I wondered, as I always did when this happened, why was it that I could feel emotions left lingering on the breeze from centuries before? And why did it leave me chilled? I rubbed my hands on bare arms now covered in goose bumps. My nose was running as if I’d been outside on a cold day, even though this day was a cool 90 degrees in the shade, with a humidity factor that left all life limp and damp. My hair clung to the sweat on my neck and I absent mindedly swatted at the cloud of mosquitoes I had disturbed. They billowed up out of the brush and begun a frenzied attack. I wrapped myself in a hug to quell the quaking.
Once I had regained my equilibrium and the buzzing in my ears had softened to a gentle hum, I patted the rough stones and sat. Waiting to see if I could make sense of the swirl of sensations.
As the flashes of emotion began I took a deep breath, closed my eyes and tried to slow their approach. I wanted to pull one vision from the churning stew and hold the others back. The most prominent and undeniable impression was darkness, deeper than anger. Danger slithered in between the logs that formed this home, a menacing mist curling up to wait in the shadowy corners that were unlit by the lamp or the fire in the hearth.
A man and a woman sat in the confines of this simple, one room cabin. There was a sleeping loft above half of the main floor, a wooden ladder leading to the upper level, a large kettle bubbling over the open fire, candles and lamp lit to hold back the twilight of the evening. The woman sat near the murmuring fire, her graying head bowed, needle and mending in her lap. Her husband sitting at a rough-hewn table was methodically stabbing tobacco into the bowl of a pipe. I heard the knock at the door, saw them look at each other, watched the man rise and reach for the latch.
“NO!” I shouted, instinctively knowing the threat was no longer formless.
The bolt was lifted. The visitor at the door did not step into the room. He fired two shots from a revolver already drawn. The couple crumpled to the ground blood pooling out in a silent halo of red around them. The intruder studied the bodies momentarily then crossed the threshold and began to spread the fire from the hearth about the room watching as furniture, beams and clothing caught fire. Satisfied with the results he began to back away.
I watched momentarily struck speechless by the violence. Finally I found my voice. “STOP!” I screamed as the flames engulfed the room. The silence of the woods absorbed my voice.
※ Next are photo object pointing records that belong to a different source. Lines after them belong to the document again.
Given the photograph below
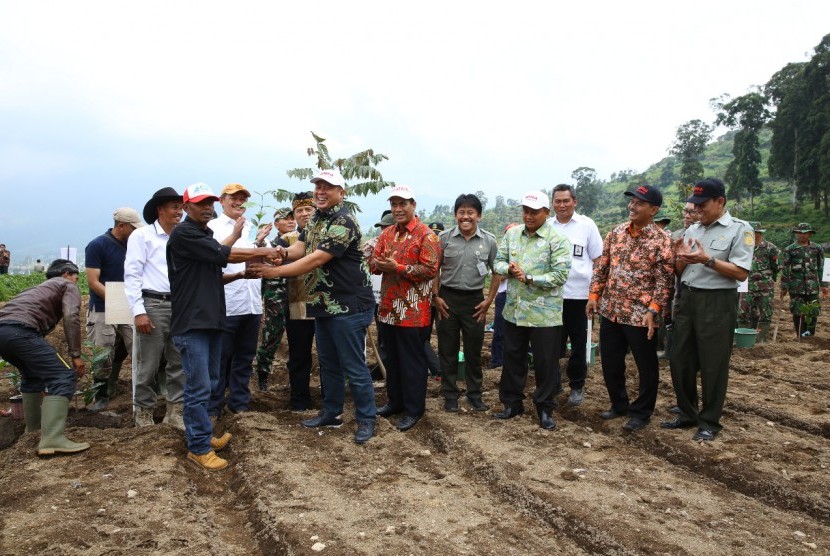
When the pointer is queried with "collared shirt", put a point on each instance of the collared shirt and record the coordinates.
(107, 254)
(802, 269)
(586, 245)
(465, 262)
(634, 273)
(244, 296)
(406, 294)
(145, 267)
(341, 286)
(195, 261)
(546, 255)
(726, 239)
My senses were heightened I could hear the river splashing past nearby, birds in the trees, a slight breeze rustling the leaves, the musky smell of damp earth and smoke all left me feeling battered. I shouted again and this time he paused as if he could hear me across the centuries.
He raised his eyes and looking across the flames stared directly at me and smiled. He could see me. Then he turned and ran. I followed, running after him, calling for help as I pressed through the underbrush. I ran as hard and as fast as I could, weeds and branches scratching and marking my face. The fall leaves reflected the orange and red of the flames swallowing the small cabin behind me. I couldn’t keep up. I was losing him; he was getting farther and farther ahead, slipping away, until in the end, I could no longer see him, only sense branches waving in his wake.
I kept following but my pace slowed. I tried to listen beyond the sounds of my own breathing. Then I did hear something. I paused, panting. Someone was crashing after me from behind. I stumbled forward, trying to run again but was too winded. Suddenly my arm was grabbed roughly from behind and I was yanked backwards, wrenched off my feet. I wrestled and fought but was held firm. Slowly, I stopped struggling as my attacker’s questioning tone hammered its way through my hysteria.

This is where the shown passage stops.